Identification: Adult birds are most similar to Great Black-backed Gulls but they are smaller, and less powerful and their dark grey backs are a few shades paler than the black in their wing-tips. In Scandinavia, however, the Lesser Black-backs have darker backs and must therefore be distinguished by their smaller size, yellow legs and the relatively tiny amount of white in the tips of the wings. The immature birds are most likely to be confused with Herring Gulls especially during their first winter when neither species has started to acquire the diagnostic mantle colour. However, Lesser Black-backs always seem to have darker wings and mantle, each feather being mainly dark with pale edges. In flight, the young Lesser Black-backs have consistently dark brown wings without a pale area in the inner primaries.

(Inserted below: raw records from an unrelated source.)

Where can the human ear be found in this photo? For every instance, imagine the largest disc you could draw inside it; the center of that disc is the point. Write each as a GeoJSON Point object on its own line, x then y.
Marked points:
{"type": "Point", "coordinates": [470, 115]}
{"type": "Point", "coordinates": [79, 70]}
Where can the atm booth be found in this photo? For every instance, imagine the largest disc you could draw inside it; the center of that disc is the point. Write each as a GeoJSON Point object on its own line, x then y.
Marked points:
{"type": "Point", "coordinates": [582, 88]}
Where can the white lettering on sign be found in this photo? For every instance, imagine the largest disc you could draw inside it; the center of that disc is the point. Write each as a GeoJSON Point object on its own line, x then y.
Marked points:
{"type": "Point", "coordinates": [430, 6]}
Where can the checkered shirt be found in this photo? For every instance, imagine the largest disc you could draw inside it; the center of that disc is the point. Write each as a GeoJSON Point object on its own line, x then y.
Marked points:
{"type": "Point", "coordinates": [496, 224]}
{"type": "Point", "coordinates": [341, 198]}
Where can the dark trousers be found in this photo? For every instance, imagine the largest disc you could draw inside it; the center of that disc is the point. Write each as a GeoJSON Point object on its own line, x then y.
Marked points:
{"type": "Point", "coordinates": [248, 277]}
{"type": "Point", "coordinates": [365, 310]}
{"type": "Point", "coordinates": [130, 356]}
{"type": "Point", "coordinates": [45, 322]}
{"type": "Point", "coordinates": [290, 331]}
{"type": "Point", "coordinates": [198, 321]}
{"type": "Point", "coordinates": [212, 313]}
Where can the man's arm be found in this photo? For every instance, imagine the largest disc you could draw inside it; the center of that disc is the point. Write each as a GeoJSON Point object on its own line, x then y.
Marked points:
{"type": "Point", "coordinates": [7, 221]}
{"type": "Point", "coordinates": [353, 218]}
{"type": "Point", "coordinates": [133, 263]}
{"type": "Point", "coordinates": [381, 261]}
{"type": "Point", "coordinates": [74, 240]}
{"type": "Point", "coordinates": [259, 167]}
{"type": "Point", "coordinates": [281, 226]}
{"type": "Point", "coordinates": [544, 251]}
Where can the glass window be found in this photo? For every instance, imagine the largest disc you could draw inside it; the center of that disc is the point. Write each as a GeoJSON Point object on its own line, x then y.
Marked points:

Habitat: Breeds on coastal cliffs, buildings, moorland and dunes. Winters on coasts, estuaries, inland lakes, reservoirs and rubbish tips.

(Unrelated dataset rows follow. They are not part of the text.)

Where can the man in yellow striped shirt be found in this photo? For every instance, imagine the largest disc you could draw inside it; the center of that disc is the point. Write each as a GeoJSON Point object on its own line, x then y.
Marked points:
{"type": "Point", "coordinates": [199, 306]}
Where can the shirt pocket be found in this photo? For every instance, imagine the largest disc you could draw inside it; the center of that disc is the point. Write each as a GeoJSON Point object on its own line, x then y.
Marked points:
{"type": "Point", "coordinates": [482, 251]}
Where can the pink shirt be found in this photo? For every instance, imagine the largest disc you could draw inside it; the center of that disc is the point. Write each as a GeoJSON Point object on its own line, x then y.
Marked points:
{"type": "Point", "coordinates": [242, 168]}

Distribution: Breeds widely around the coast, mostly in the north and west of Britain. A few birds breed inland. Increasingly, winters in Britain, gathering with other species in communal roosts. The L.f.fuscus is rarely encountered whereas L.f.intermedius is a regular and numerous winter visitor.
A widespread breeding bird around the coasts of north-west Europe, sometimes nesting in large colonies eg. over 16 000 pairs on the islands of Skomer and Skokholm in Wales. It becomes very abundant in some Mediterranean areas in winter, especially around the coasts of southern Spain.
Population: 83 000 breeding pairs in Britain with 5 200 in Ireland. Wintering numbers have increased to about 500 000 birds in Britain and Ireland.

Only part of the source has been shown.